FOSS is community first

If you want to hear this post, you can listen to it on my racket

On the weekend there was a discussion about people in FOSS on twitter. It started that people my age, nearly 40, who have been in Open Source for a long time have failed the younger generation of FOSS supporters.

If you’re unaware of what FOSS stands for, it means Free and Open Source Software.

So… why have my generation failed the newer members of FOSS world? Well, it’s pretty simple. We didn’t maintain enough of the core philosophy of community.

When FOSS was gathering steam we saw groups like theFree Software Foundation build out licenses to protect the code. Unfortunately a lot of these projects never prioritised community. They became incredibly toxic places and when people wanted to introduce a Code of Conduct it was met with more toxicity.

But philosophy, especially the idea of FOSS, can not live in a vacuum.

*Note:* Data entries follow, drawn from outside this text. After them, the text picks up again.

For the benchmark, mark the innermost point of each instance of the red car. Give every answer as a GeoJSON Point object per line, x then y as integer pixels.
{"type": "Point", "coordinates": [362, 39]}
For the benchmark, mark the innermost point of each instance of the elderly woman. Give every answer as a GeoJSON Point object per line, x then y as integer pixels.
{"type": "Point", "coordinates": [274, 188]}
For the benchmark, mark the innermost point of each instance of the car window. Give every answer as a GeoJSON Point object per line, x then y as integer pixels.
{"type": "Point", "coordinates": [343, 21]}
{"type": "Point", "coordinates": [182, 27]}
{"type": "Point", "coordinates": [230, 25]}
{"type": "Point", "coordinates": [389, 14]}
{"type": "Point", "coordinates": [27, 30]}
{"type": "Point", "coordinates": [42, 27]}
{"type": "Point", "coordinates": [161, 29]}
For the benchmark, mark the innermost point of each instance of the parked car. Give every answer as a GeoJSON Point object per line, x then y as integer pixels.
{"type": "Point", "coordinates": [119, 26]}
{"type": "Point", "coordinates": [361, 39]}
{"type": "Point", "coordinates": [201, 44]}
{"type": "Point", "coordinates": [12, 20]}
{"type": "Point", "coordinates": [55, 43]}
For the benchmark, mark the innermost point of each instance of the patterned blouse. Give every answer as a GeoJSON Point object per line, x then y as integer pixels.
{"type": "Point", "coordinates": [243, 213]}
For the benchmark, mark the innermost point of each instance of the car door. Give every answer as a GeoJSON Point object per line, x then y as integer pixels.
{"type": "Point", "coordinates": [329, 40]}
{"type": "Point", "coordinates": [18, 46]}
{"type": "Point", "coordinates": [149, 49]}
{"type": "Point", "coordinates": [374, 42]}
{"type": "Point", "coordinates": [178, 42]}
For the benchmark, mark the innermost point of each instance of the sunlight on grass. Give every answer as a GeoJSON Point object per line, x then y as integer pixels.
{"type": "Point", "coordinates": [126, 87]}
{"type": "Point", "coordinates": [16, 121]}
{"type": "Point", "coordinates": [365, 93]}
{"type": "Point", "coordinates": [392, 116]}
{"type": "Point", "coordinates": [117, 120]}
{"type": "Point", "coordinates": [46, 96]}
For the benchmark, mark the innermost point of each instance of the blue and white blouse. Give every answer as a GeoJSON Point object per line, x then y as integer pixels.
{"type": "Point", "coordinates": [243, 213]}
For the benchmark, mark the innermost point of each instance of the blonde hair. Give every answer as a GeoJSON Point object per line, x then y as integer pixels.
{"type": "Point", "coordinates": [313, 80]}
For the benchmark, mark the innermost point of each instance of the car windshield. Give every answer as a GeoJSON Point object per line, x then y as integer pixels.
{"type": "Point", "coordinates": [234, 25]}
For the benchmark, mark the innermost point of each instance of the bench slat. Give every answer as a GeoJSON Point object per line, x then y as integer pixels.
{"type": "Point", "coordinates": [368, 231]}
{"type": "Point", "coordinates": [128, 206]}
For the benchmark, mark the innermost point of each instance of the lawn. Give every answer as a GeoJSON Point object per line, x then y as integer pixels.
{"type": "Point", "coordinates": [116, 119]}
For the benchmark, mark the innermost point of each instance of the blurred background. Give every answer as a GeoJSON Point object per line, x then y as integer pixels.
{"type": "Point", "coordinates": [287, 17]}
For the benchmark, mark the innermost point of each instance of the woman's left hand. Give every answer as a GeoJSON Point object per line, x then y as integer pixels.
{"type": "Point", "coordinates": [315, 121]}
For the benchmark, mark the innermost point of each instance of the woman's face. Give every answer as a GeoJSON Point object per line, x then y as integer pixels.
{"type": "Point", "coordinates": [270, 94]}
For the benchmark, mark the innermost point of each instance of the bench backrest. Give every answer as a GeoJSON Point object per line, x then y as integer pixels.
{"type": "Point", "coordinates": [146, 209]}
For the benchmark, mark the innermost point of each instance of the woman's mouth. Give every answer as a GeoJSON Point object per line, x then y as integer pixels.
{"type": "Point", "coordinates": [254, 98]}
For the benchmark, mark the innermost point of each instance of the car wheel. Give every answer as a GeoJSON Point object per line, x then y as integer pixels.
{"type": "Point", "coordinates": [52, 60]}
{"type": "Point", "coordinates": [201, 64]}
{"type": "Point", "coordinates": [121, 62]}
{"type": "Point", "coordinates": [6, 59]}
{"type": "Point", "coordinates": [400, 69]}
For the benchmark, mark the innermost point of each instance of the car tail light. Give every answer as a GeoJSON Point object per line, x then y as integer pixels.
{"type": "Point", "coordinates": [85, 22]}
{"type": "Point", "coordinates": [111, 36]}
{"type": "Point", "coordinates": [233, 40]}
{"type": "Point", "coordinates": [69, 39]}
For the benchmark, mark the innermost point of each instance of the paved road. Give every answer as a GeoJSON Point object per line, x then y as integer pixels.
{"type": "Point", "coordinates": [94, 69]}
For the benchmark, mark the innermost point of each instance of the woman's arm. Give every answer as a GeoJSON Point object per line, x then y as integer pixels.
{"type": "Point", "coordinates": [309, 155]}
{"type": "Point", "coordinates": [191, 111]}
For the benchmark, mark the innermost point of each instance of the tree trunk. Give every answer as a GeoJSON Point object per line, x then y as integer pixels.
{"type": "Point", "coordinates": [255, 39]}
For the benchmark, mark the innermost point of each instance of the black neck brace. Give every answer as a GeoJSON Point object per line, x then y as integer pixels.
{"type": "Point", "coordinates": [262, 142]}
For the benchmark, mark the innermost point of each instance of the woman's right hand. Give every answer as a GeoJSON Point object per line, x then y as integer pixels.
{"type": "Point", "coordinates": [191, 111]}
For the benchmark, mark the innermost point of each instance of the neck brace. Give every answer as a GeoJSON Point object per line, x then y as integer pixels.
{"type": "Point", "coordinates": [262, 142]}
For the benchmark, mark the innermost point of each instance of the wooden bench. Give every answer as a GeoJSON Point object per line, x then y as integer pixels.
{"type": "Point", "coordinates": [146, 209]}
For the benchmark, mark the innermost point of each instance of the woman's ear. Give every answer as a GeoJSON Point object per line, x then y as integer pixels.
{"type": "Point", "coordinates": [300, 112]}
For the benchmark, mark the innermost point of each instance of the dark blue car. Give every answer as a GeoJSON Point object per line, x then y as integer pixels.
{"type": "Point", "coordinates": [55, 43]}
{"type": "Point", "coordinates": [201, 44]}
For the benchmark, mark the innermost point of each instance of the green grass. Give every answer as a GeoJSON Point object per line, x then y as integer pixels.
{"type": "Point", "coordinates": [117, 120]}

It requires the torch to be passed to newer members. If you don’t have that then you’ve never really lived in the FOSS world, you’ve been promoting the idea of public source.

I also think there is a lot of “bastardisation” of Open Source by companies claiming to care about open source. They form Open Source Program Offices and run it purely for the compliance side but not for the community or the key part of Open Source. The code. I will write about how this can be solved in a future blog post as this is a lengthy subject in itself.

So, if you are working on FOSS, remember the reason why it came to be. It was about the altruistic belief that we should be giving code to the community to benefit the community, not to benefit us.